There are specific laws about TB in California, just as there are in Washington, and we run free TB clinics and free directly observed therapy so that there is no financial reason they can't finish their treatment. No one wants them in jail and no one wants to stigmatize them for having an illness they didn't do anything to deserve, but they can't walk around untreated either. TB is unpredictably contagious and can be very difficult to treat in the multi-drug resistant form. When it gets to the point of criminal prosecution, I guarantee virtually every opportunity has been given to them to get it taken care of.


> I wonder if they would deal with respiratory infections differently

After the covid situation, starting this conversation will take someone bold.


Put yourself in the position of that person. How is she feeling?

TB is a nasty killer - my Dad's birth mother died of it in 1952 when he was six. So I know it is nasty.

This has the look of a witch-hunt. "she did this ... TB that ...". Who exactly has taken responsibility for the woman concerned and who has taken responsibility for everyone else.

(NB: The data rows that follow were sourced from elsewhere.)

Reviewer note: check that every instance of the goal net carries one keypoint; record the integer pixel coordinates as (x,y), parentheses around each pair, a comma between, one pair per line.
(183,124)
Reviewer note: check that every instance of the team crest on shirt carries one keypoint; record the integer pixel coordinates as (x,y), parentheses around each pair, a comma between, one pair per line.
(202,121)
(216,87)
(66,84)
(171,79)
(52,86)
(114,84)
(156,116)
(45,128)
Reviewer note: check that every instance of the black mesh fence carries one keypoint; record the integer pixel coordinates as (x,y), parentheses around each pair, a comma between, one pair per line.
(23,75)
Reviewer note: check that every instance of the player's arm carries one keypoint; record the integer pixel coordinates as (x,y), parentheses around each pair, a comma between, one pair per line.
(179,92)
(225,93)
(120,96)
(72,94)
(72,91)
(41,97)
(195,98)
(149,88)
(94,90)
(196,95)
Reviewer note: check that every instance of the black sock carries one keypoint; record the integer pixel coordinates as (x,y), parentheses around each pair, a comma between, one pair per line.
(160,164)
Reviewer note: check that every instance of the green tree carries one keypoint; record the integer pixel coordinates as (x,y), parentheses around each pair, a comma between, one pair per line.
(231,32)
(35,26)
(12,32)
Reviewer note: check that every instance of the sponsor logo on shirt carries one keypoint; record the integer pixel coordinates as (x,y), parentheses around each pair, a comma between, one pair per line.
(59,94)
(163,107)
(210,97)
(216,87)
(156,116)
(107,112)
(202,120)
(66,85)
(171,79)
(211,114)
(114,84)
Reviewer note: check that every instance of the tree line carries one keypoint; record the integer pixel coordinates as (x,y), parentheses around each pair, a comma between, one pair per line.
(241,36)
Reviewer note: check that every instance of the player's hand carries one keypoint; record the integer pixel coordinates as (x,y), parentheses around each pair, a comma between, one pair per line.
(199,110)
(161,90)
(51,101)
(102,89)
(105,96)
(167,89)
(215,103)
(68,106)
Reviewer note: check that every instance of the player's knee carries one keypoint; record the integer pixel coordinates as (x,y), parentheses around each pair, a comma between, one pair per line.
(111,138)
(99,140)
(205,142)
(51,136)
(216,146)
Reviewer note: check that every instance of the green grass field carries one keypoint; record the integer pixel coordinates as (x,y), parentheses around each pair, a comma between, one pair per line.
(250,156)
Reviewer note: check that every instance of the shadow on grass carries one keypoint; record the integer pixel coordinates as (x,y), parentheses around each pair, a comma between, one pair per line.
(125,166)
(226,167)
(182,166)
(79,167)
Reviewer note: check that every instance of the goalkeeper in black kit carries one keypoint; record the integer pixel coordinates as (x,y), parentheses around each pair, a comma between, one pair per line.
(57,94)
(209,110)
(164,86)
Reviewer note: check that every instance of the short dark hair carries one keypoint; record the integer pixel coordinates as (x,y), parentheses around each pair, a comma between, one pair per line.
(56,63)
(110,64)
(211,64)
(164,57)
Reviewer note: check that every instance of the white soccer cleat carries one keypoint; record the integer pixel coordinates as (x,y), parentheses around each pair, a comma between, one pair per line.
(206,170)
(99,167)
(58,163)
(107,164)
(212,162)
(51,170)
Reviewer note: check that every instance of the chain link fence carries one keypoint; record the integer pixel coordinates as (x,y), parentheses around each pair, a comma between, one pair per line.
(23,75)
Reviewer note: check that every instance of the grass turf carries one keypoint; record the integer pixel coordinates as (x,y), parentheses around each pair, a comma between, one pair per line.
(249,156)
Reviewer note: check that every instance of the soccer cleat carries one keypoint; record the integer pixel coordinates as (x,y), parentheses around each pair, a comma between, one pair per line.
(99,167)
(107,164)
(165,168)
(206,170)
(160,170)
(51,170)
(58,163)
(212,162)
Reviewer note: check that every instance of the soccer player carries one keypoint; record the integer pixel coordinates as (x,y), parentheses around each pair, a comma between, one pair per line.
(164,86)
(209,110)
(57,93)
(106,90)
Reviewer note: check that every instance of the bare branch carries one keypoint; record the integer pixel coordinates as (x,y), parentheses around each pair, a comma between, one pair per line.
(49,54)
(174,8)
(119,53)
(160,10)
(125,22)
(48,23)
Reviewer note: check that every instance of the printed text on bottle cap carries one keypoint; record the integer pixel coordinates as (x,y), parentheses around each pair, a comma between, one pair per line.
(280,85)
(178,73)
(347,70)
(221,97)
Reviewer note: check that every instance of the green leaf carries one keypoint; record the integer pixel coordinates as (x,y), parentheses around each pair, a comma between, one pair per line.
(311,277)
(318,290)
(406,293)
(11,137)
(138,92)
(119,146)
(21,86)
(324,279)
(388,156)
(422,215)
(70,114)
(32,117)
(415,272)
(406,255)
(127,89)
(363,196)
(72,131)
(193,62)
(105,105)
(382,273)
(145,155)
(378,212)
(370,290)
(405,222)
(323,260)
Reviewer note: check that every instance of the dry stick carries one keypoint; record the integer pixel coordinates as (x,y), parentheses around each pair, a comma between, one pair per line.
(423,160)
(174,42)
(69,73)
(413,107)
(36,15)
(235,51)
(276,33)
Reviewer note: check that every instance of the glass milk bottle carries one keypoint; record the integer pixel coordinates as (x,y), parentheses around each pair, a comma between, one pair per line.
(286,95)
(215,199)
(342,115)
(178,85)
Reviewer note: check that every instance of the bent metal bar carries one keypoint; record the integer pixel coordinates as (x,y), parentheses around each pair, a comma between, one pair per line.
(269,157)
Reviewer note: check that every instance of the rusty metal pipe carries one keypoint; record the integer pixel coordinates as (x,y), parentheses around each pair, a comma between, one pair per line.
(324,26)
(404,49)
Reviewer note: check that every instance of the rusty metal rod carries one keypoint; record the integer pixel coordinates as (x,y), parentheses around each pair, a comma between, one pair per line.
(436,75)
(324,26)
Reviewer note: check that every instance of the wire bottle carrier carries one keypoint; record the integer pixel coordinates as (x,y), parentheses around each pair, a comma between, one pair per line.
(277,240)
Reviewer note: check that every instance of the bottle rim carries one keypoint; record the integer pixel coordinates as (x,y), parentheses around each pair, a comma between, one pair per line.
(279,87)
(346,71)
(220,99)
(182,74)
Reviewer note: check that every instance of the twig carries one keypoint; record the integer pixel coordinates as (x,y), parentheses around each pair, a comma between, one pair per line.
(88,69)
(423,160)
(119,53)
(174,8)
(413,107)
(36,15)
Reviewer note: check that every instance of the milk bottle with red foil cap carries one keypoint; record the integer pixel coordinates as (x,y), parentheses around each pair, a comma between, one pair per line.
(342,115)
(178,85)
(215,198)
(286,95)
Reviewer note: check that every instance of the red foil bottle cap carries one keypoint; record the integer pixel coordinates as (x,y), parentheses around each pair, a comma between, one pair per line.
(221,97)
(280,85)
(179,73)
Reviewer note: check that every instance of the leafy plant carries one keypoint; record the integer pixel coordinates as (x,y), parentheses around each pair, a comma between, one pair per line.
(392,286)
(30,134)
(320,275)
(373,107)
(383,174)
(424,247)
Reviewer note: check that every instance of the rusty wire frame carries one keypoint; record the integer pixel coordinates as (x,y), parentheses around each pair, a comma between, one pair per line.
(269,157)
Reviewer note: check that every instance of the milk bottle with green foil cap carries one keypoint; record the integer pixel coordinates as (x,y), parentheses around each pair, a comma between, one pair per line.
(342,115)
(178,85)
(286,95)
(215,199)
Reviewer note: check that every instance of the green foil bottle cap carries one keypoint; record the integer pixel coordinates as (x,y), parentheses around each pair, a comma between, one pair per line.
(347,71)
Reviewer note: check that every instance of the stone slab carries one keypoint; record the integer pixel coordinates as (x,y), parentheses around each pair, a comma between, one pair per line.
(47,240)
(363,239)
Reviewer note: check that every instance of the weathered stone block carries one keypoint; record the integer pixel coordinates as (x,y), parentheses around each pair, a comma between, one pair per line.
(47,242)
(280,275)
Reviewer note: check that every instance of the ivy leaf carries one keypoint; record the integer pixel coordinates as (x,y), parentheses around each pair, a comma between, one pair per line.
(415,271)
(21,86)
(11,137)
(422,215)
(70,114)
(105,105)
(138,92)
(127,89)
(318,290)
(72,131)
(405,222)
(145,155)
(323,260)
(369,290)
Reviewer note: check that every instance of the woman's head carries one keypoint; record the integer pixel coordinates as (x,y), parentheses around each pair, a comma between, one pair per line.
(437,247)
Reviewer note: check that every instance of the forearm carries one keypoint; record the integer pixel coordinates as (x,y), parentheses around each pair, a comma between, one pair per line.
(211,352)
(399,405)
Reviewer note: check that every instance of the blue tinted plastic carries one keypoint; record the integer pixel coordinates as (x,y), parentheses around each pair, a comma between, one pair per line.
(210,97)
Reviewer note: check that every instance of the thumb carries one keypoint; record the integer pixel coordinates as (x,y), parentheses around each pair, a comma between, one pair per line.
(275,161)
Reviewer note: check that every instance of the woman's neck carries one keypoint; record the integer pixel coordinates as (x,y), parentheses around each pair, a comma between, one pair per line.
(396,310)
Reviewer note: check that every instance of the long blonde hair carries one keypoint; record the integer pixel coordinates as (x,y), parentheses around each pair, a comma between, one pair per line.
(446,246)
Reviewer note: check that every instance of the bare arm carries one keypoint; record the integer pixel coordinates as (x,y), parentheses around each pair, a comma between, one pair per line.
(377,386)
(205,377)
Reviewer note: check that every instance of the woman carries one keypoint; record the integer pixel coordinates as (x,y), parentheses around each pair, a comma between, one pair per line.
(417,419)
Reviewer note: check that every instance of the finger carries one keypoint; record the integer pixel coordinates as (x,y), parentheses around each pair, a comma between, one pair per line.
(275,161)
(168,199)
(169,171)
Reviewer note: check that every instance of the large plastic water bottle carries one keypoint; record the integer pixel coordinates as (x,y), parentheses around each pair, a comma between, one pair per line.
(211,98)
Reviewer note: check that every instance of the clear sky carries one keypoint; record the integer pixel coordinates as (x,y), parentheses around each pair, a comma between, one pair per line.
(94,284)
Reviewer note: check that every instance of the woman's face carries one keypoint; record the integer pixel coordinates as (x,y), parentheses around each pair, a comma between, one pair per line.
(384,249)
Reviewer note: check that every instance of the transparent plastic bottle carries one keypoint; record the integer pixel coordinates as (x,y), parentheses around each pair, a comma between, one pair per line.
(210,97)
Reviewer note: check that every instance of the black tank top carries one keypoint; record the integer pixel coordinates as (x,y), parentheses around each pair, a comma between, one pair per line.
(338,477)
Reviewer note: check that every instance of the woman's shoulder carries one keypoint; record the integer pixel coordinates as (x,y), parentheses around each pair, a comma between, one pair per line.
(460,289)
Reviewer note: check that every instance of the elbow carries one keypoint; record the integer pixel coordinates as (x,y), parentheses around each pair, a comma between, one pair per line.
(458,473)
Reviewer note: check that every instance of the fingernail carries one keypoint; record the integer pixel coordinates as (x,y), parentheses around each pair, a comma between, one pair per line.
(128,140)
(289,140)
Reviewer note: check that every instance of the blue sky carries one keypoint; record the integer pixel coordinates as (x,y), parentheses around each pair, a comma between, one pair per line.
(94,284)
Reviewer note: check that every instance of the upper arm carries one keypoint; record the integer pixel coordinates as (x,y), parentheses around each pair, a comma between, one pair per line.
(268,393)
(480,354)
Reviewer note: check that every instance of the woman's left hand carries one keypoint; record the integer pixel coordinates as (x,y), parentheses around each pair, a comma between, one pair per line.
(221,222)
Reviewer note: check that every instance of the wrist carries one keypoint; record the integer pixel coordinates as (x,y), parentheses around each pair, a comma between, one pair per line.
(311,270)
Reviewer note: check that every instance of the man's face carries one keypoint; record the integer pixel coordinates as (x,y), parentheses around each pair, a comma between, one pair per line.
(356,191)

I will contend that all interested agencies in the US have completely failed this lady in particular and the population at large.


They have absolutely not failed this person. They have done far more than they should have to avoid embarrassing her and instead have chosen to put thousands of innocent people in danger. At the first sign of non-compliance she should have been detained. This attitude of “we have failed the criminal” is absolute malice masquerading as total malarky.


yea I'm curious how she was paying her bills. (correct me if I'm wrong here) its not like the US government to my knowledge, gives you free housing and food while you self isolate.


Confused. Very very confused and likely misled by a grifter.